Musikalische Nachbarschaft: Bei einem Festival auf der Elbinsel spielen Solisten, Bands und Orchester aller Stilrichtungen und aus allen Kulturen. Eines haben sie gemeinsam: Sie alle leben im Stadtteil.
(aus Hinz&Kunzt 244/Juni 2013)
Der Lehrer ist schuld. Er entdeckte gleich, als Hava zu ihm in die Schule kam, dass sie gut singen konnte. Bald singt Hava nicht nur in der Klasse vor, sie singt auch am Wochenende auf Festen, auf Hochzeiten. „Ich habe auch diese patriotischen Lieder gesungen, die die Erwachsenen damals gerne hörten, vom Krieg und der Freiheit und wie es ist, wenn man in der Fremde leben muss“, erzählt sie. „Diese Lieder waren eigentlich verboten, aber ich war ja noch ein Kind, verstand gar nicht so richtig, über was ich da sang – und so ist nie was passiert.“
Das Land, in dem der Lehrer und Havas Familie lebten, existiert heute nicht mehr.
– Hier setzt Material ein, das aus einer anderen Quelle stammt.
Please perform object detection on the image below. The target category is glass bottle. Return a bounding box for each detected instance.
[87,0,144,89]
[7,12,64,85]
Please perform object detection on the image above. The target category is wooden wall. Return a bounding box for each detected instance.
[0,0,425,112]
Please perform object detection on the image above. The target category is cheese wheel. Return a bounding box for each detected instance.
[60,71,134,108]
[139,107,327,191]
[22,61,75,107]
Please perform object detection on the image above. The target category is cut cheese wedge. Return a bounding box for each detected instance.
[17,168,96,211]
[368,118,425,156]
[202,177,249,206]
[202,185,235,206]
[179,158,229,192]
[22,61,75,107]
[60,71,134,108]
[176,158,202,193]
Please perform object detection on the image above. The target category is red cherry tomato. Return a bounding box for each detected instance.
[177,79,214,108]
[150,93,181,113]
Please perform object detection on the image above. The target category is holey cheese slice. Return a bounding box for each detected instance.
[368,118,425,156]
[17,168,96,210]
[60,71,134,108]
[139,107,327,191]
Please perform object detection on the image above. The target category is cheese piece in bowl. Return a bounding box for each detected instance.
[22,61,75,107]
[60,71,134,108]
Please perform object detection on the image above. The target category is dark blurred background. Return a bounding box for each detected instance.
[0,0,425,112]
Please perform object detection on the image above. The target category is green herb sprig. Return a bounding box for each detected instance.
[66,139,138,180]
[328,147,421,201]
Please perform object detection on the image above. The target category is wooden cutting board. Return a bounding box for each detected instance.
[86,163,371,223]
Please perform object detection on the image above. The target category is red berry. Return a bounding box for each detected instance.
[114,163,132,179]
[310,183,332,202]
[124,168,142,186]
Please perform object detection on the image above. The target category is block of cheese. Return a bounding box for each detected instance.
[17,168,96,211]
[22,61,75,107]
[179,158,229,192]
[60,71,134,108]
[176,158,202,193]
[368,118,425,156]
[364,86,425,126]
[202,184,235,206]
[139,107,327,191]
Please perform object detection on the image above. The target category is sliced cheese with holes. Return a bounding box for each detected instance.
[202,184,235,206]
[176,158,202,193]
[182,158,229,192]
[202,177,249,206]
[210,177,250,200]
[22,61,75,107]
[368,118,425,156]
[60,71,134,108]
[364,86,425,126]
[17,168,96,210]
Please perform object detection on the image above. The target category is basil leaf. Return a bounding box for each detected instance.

Manchmal wird es noch in geschichtlichen Rückblicken erwähnt und dann „ehemalige jugoslawische Teilrepublik Mazedonien“ genannt. Dort wiederum gehörte Hava zur albanischen Minderheit. Deren schwierige Situation änderte sich auch nicht mit der Gründung der neuen Republik Mazedonien im Jahr 1991. Und so holt ihr Vater, der schon länger in Deutschland arbeitet, die Familie nach Hamburg-Wilhelmsburg.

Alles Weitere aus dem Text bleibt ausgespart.